Issue (i): Whether the sum of Rs. 2,128, being part of the gratuity reserve, was liable to be reduced in computing the capital base for the assessment year 1971-72.
Analysis: The amount did not represent gratuity liability for any earlier assessment year and was attributable to the assessment year 1971-72. The capital computation had to be made as on the first day of the previous year, namely the last day of the earlier period relevant to assessment year 1970-71. On that footing, the amount could not be treated as part of the gratuity reserve to be reduced from the capital base.
Conclusion: The issue was decided in favour of the assessee.
Issue (ii): Whether rule 4 of the Second Schedule to the Companies (Profits) Surtax Act, 1964 could be invoked to reduce the capital base where relief under section 80J of the Income-tax Act, 1961 had been allowed for the assessment year 1971-72.
Analysis: The question stood concluded by the Supreme Court decision relied upon by the parties, and the Tribunal's view that the capital computed under rules 1, 2 and 3 of the Second Schedule should not be diminished was accepted.
Conclusion: The issue was answered in the affirmative and in favour of the assessee.
Issue (iii): Whether dividend declared out of the general reserve was liable to be reduced in computing the capital base for the assessment year 1972-73.
Analysis: The question stood concluded by the Supreme Court decision relied upon by the parties, and the Tribunal's view that such dividend had to be reduced in computing the capital base was not accepted.
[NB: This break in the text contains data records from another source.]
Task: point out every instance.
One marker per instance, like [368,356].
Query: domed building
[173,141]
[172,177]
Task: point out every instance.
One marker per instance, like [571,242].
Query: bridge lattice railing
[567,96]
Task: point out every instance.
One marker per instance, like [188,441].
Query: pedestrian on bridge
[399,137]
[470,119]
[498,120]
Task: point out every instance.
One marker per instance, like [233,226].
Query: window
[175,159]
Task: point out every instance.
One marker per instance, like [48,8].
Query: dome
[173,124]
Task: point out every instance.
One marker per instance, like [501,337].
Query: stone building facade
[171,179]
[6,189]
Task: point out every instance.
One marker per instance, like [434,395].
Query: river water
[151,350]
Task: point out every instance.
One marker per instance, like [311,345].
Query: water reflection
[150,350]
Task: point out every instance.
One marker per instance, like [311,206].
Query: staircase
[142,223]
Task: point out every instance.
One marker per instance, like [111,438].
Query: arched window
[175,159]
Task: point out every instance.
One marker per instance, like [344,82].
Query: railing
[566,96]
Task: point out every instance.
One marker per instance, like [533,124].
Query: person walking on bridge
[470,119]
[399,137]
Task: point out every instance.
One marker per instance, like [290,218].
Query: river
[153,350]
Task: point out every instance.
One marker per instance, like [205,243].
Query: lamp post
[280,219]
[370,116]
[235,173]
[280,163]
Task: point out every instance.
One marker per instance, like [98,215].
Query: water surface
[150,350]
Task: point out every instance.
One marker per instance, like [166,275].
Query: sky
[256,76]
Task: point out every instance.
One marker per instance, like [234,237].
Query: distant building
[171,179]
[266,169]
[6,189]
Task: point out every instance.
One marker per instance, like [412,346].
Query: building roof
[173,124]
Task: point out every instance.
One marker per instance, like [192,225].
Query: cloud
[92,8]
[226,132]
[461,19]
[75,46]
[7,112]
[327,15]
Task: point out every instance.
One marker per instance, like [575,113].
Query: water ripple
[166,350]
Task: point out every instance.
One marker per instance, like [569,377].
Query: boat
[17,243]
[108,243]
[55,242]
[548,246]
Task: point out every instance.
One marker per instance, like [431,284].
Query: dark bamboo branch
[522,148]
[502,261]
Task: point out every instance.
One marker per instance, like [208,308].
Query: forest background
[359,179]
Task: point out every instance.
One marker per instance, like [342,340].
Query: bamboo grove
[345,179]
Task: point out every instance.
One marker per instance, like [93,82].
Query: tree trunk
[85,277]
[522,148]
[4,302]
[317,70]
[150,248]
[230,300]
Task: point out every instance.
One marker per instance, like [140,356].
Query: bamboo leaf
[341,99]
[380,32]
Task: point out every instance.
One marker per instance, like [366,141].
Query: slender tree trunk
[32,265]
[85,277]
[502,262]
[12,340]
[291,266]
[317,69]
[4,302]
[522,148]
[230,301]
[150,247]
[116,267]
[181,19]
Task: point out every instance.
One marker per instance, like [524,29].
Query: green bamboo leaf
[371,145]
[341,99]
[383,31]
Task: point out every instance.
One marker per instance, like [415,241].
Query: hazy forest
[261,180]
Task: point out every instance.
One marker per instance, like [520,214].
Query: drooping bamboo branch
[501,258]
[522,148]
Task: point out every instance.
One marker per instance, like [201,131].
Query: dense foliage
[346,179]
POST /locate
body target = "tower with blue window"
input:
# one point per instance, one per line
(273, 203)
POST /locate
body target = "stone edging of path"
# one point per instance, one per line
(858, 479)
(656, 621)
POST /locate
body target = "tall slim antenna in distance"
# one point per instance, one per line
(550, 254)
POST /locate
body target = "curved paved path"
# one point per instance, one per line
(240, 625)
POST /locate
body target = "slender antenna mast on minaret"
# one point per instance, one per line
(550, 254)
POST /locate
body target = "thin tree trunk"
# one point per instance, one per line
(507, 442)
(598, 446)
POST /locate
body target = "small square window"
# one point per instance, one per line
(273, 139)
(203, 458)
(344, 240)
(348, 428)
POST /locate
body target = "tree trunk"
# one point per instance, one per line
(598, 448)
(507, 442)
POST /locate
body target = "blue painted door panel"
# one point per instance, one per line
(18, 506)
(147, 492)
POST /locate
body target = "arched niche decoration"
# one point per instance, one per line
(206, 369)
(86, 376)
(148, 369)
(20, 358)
Conclusion: The issue was answered in the negative and in favour of the Revenue.
Final Conclusion: The reference was disposed of by answering the questions on surtax capital computation partly in favour of the assessee and partly in favour of the Revenue, with no order as to costs.
Ratio Decidendi: In computing capital base for surtax purposes, only amounts properly chargeable to the relevant previous year can be excluded, and questions governed by settled Supreme Court authority must be answered consistently with that authority.